The Euro-Mediterranean Economists Association (EMEA) opened its doors to the public last weekend, as part of the Recinte Modernista de Sant Pau’s open day.
EMEA’s team brings together people from across the Mediterranean and beyond, and is headquartered in this historic site in Barcelona. Formerly the Hospital de la Santa Creu I Sant Pau, it is the work of Catalan Modernist architect Lluís Domènech i Montaner, and was declared a UNESCO World Heritage Site in 1997.
With its distinctive and artistic beauty, it is the largest Art Nouveau site in the world, comprising an architectural complex of 12 pavilions set in green space and interconnected by a kilometre of underground tunnels.
Mindful of its use as a hospital, the architect designed a space turned through 45 degrees from the grid of Eixample city blocks designed by Ildefons Cerdà. This gave the space a perfect North-South orientation, providing better ventilation and more hours of daylight.
The pavilion buildings are now modern and functional workspaces where high-social-impact organisations champion a diverse array of projects in the spheres of sustainability, creativity, health, education, culture and innovation. Resident institutions include EMEA, UN-Habitat, the World Health Organisation, EURORDIS – Rare Diseases Europe, and the Barcelona Health Hub. These institutions manage their own programs while also establishing collaborative agreements to carry out projects and activities that strive to respond to some of the greatest challenges facing society.

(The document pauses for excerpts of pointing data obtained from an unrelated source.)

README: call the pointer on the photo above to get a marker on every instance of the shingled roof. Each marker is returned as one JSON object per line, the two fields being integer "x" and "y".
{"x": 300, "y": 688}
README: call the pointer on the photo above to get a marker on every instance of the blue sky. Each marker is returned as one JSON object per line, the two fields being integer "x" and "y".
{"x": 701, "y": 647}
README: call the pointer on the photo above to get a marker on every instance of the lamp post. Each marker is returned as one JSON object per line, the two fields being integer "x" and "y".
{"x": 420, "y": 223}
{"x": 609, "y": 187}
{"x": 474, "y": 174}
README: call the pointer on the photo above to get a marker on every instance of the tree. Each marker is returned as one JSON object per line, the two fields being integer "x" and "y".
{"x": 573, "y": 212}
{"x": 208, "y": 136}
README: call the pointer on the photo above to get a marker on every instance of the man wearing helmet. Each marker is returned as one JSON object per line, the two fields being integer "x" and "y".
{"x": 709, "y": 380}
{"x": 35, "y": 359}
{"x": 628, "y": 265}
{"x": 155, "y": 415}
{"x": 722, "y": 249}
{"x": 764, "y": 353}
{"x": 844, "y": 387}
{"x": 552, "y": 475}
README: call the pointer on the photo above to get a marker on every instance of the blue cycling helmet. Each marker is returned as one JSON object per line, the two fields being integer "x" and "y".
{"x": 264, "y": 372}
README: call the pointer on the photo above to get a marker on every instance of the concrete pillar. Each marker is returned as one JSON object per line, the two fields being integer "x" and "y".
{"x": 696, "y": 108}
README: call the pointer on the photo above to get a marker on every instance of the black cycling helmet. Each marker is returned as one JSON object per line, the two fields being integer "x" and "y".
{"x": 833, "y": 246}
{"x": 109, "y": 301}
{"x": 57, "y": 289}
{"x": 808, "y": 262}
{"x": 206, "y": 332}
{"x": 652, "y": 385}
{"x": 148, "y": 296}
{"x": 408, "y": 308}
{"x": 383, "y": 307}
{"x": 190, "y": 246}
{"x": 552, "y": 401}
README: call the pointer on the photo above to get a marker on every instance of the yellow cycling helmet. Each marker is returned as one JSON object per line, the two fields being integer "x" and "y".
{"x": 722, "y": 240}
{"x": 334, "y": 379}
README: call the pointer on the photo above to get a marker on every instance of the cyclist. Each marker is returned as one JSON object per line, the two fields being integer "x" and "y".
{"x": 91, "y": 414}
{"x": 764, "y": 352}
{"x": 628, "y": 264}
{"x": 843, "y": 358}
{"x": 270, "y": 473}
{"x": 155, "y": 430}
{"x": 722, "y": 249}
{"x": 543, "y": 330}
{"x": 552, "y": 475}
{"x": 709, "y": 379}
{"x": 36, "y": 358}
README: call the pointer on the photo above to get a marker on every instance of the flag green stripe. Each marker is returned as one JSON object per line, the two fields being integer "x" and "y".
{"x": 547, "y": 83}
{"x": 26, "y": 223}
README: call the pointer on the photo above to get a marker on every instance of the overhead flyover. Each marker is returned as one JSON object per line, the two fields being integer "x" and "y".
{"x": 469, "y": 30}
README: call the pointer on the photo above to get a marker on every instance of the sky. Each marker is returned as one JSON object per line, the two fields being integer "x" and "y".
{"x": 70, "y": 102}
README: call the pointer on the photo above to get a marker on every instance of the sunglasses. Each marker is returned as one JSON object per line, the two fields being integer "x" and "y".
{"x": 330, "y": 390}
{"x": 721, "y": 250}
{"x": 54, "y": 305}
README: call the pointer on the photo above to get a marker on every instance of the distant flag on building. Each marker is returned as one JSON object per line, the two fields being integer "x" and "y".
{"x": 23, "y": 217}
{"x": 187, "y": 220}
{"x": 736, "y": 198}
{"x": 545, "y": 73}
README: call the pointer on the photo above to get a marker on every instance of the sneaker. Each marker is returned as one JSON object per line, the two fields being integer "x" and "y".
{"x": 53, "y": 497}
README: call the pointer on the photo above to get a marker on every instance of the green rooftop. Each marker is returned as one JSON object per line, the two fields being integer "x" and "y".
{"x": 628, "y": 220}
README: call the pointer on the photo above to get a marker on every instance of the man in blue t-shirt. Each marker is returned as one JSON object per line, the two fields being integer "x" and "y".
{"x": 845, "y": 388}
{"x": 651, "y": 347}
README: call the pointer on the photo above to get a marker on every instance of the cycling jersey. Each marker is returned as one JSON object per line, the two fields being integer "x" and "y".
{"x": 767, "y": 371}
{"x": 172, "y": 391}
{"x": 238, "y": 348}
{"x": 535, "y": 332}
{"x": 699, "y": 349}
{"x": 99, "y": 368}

EMEA is housed in the Pavilion de Sant Jordi, built between 1902-1911, and originally used as the General Emergency Department. Sant Jordi, or Saint George, is the patron saint of Catalonia, and symbols relating to him are common in the architecture of the region. He refused a command to persecute Christians, and so was martyred and decapitated. Catalonia celebrates Saint George’s day every year on 23 April.